Il punto sulla memoria è probabilmente quello da osservare con maggiore attenzione. Se Apple portasse davvero iPhone 18 a 12 GB, il nuovo modello potrebbe avere un vantaggio più importante sul fronte Apple Intelligence. Se invece arrivassero i 9 GB indicati da Ming-Chi Kuo, la differenza rispetto agli 8 GB di iPhone 17 diventerebbe molto meno determinante.
Di fatto, il 2026 è probabilmente uno degli anni meno indicati per seguire la vecchia regola del “non comprare un iPhone ad agosto perché a settembre esce quello nuovo”.
Quella regola continua ad avere perfettamente senso per i modelli Pro, ma non per iPhone 17, perché il suo vero successore dovrebbe arrivare soltanto nella primavera del prossimo anno, ed è proprio questo elemento a rendere iPhone 17 un acquisto più interessante del previsto. Non è semplicemente il modello dello scorso settembre che sta per essere sostituito, ma un dispositivo destinato a rimanere ancora per diversi mesi il riferimento della fascia standard della gamma Apple.
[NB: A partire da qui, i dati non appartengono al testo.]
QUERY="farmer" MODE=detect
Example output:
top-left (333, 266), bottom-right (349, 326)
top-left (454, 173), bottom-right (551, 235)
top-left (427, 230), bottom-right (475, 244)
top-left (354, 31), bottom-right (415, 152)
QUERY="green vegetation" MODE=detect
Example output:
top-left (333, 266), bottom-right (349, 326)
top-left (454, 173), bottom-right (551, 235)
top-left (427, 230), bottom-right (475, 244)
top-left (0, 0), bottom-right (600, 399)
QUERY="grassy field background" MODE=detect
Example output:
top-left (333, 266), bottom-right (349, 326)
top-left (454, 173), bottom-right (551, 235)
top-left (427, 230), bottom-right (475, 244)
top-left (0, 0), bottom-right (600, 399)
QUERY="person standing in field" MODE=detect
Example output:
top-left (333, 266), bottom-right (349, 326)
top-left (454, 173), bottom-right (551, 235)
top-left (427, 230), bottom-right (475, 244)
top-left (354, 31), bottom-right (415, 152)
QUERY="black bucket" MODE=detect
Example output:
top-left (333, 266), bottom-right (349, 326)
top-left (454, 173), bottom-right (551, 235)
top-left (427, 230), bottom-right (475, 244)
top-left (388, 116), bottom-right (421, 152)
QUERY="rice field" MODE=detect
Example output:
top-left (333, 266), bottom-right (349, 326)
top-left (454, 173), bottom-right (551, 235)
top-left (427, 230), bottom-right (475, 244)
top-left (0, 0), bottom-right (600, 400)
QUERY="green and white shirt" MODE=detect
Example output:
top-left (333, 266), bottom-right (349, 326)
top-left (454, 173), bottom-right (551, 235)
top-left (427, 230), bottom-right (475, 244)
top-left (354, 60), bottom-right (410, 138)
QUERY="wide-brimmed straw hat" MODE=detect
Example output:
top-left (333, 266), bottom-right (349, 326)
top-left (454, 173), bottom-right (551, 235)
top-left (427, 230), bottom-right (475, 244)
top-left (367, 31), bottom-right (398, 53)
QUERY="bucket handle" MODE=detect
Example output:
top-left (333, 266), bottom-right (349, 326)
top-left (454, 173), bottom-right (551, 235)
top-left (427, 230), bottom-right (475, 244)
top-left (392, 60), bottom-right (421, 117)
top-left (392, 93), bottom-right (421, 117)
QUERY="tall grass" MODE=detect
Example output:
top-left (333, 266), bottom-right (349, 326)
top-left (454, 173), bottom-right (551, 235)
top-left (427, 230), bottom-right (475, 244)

Certo, iPhone 18 dovrebbe portare il nuovo processo produttivo a 2 nanometri, probabilmente più RAM, un modem aggiornato e qualche modifica estetica, ma esistono contemporaneamente indiscrezioni su possibili compromessi al display e al chip pensati per tenere sotto controllo i costi.
Per chi proviene da iPhone 13, iPhone 14 o iPhone 15 e sente già la necessità di cambiare smartphone, aspettare altri sei mesi rischia quindi di essere più una rinuncia che un vero vantaggio.
Chi possiede un dispositivo più recente può invece permettersi di aspettare, perché nei prossimi mesi sarà possibile capire meglio quale configurazione di RAM adotterà Apple, quanto costerà realmente iPhone 18 e soprattutto se alcune delle indiscrezioni sui tagli alle specifiche troveranno effettivamente conferma.